The Corporation has supported emerging women leaders to participate as fellows in this program since 2002 to improve the dearth of senior-level women at African universities. As African universities recognize the challenge they have to educate leaders in many fields, and the responsibility they bear for preparing the next generation of citizens, the critical importance of the role of women at the senior management level of the higher education system becomes more apparent. Although national policy statements promote gender equity and have yielded results in some sectors, particularly the political field, similar levels of achievement have not been reached in academia.
The LF draws on research expertise of the world's leading women, and provides data and insights on managing the workforce of the future across organizations. Teresa Amabile, a professor at Harvard Business School and author of the book The Progress Principle, presented on the positive inner work life that makes high performance -- especially the generation of creative ideas -- possible. Catalyzers she found were providing clear, meaningful goals, autonomy, sufficient resources, help with the work, learning from problems and successes and open idea flow. This session was particularly pertinent to the shortcomings of overly hierarchical organizations and traditional leadership styles that are inhibitors to high performance, accomplishment and advancing women's leadership.

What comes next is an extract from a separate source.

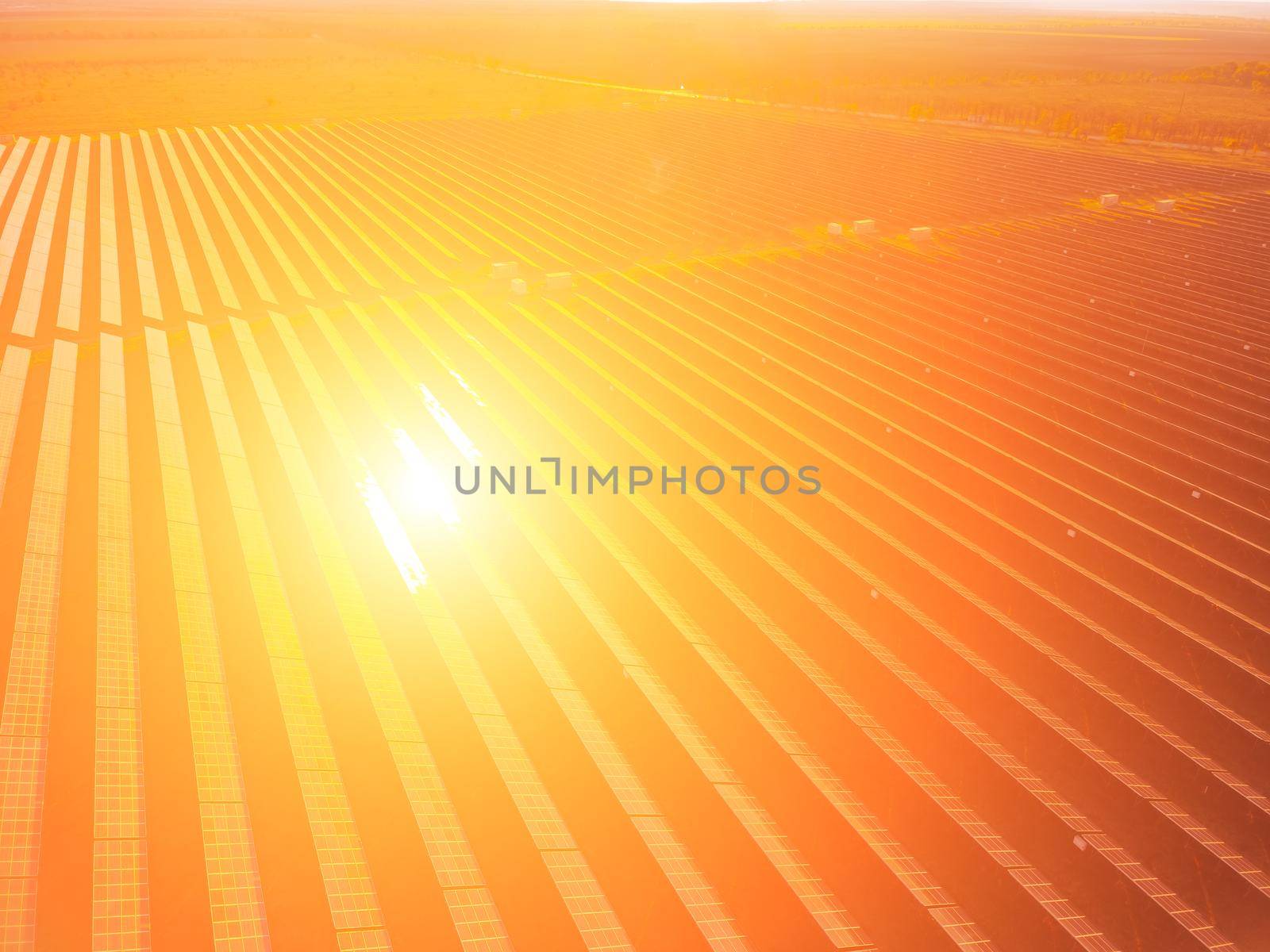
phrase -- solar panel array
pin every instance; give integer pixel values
(1003, 683)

Many of the women who attended this training are aiming at high-level business careers. Yet, reading Steve Jobs' biography on the plane home reminded me just how big a mountain they are trying to climb. At the other end of the spectrum, we have women fighting not only for equal opportunity, but for physical security. According to Barbara Gourley, the first woman vice chancellor in South Africa, institutions of higher learning need to do more to keep women safe. She says universities claim to be the nurseries for tomorrow's leaders -- and history bears witness to the fact that this is so -- but if, "universities are educating leaders for a better, fairer and safer society wherever that may be, then they had better also pay specific attention to interrogating and challenging the attitudes and beliefs that sustain horrendous acts of cruelty against women and girl children."
Gourley maintains that these institutions might produce "competent" engineers, accountants, doctors, computer specialists, scientists, teachers, nurses, managers, social scientists and the like, but they often fail to make space in curricula for surfacing the attitudes and beliefs that maintain and foster old customs and cultures.
Programs like IWF are committed to helping women prepare to take leadership roles, otherwise there will be no visible role models for future generations. The Corporation has sought to grow this vital pipeline by providing scholarships for African women -- undergraduates to postgraduates to academic staff. While this may be a drop in the bucket, nobody knows where LF fellows will end up after having been exposed to the training. Prior fellows became Tanzania's Deputy Minister for Information, Youth, Culture and Sports, and Deputy Governor of the Bank of Tanzania, to name just two.
Carnegie Corporation has supported IWF as one of many ways to create a cohort of women leaders who can bring about real change. While American women may be thinking about "leaning in," organizations like IWF aim to help women the world over to step up.